I got an interesting email from the American Progress Action Fund regarding news reports of tragic events, like the devastation wrought by Katrina.
"Like many of you, for the past 48 hours we have been glued to our computers and televisions, watching this tragedy unfold. We applaud the efforts of our news media, in particular ABC, CBS, NBC, CNN, FOX News, and MSNBC, to cover this story. On these networks, together as a nation, we have witnessed images of rooftop rescues and other amazing acts of heroism – along with moments of great personal tragedy. Hurricane Katrina is a truly important story and by doing a very good job of covering it, our TV news programs are providing Americans and the entire world the information necessary to help make a difference."

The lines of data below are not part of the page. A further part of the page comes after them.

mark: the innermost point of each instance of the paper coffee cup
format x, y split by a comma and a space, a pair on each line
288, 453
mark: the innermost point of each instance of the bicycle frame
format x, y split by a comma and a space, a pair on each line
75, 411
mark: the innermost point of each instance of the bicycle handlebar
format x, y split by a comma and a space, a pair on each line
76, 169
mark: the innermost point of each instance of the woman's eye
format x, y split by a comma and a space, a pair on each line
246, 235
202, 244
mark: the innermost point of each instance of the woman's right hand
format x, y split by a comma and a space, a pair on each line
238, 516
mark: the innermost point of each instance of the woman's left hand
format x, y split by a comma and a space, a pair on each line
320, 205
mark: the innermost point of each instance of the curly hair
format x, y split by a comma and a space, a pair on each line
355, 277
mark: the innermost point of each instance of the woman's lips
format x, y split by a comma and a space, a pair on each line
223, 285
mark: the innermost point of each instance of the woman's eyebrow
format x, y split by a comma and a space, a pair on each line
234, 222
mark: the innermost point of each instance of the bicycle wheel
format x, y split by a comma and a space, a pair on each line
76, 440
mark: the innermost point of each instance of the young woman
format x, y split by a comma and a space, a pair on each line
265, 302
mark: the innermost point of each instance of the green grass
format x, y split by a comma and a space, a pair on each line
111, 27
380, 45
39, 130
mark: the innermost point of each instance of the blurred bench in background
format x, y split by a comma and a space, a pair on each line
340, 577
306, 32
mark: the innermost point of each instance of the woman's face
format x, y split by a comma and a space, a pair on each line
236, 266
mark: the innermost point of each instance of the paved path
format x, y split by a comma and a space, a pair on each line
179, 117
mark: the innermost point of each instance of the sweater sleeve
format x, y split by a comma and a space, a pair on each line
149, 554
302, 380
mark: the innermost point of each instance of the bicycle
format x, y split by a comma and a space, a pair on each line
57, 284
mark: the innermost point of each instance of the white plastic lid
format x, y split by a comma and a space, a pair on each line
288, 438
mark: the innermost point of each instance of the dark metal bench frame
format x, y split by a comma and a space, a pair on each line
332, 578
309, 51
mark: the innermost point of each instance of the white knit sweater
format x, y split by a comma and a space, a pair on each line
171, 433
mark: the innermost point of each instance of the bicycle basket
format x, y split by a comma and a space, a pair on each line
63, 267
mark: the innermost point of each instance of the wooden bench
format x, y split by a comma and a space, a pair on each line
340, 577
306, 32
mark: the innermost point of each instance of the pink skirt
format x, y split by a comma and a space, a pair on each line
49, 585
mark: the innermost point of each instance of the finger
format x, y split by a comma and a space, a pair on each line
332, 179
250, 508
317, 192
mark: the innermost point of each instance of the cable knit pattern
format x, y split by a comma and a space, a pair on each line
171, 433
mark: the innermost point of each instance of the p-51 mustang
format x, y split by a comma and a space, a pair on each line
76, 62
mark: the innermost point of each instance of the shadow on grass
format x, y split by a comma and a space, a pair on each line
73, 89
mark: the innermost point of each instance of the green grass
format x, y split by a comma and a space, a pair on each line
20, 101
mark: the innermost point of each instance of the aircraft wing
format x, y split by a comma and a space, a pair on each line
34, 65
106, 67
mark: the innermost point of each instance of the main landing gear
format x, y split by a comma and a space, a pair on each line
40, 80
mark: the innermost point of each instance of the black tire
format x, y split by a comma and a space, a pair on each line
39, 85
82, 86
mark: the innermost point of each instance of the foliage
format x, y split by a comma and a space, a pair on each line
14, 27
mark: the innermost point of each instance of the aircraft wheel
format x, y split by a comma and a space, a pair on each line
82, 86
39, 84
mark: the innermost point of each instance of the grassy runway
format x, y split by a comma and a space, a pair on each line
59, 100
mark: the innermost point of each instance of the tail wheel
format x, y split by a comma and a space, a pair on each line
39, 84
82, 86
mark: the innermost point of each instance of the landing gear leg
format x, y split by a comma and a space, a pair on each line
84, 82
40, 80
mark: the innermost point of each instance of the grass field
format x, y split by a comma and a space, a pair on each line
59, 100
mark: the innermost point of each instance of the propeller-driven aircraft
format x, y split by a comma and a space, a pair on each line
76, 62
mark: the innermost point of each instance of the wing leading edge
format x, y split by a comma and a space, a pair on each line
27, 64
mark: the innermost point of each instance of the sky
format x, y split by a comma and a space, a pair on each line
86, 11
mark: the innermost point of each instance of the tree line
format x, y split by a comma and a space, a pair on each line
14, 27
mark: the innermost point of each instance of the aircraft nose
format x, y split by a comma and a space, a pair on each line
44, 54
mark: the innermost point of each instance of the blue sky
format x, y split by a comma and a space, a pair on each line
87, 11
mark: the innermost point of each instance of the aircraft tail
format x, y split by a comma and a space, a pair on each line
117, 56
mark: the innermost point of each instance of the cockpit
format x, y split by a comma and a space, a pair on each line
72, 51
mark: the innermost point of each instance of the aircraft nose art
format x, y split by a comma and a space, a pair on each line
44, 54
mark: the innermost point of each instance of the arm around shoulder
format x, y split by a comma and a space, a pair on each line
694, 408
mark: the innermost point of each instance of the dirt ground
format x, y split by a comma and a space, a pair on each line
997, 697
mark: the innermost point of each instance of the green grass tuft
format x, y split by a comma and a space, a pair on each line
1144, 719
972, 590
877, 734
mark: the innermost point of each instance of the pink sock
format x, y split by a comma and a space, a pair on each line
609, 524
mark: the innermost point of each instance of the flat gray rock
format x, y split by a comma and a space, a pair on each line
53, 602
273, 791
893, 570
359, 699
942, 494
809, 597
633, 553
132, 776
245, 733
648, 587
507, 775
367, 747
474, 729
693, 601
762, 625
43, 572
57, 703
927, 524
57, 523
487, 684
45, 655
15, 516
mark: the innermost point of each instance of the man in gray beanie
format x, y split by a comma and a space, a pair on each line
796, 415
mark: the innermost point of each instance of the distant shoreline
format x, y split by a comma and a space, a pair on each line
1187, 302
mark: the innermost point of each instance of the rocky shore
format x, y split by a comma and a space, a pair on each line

"Yet, as we watch in horror, we can't help but think of another tragedy a bit farther away – the humanitarian crisis in the Darfur region of Sudan stemming from the ongoing genocide there. Unfortunately, our TV networks are not doing such a good job informing Americans that 7,000 people are dying every month as a result of the genocide, according to the World Health Organization. Their stories of rescue, of heroism, of personal tragedy, and of survival are not being told."
"And so, when the floodwaters have receded in our homeland, and our fellow Americans begin the process of rebuilding their lives and their communities, we hope that the networks will reflect on the important role they play in keeping us informed of tragedies near and far and will continue to cover real news – important news. We hope that the networks will come to agree: Genocide IS News."
[T]he handwringing isn’t translating into action. In progress instead is a fresh mockery of that 1948 convention. A repeat of well-intentioned, feeble actions that failed to save 800,000 Rwandans a decade ago.
I’ve been all talk and no action, just as this op/ed piece says. Well, I want to start actually doing something to stop the horrors
in Sudan. I’ve sent letters through the ACLU, TrueMajority, and other groups, but
I suspect politicians largely ignore such campaigns.
I’m planning on writing a generic letter that can be sent to representatives, senators,
the president, and foreign leaders. My hope is that a real grassroots effort – that
isn’t lead by a major lobbying group – will get more positive attention. I have
no experience writing letters of petition, so any help would be greatly appreciated.
Update 11/06/06: I still haven’t done anything constructive. Then again, neither has the UN.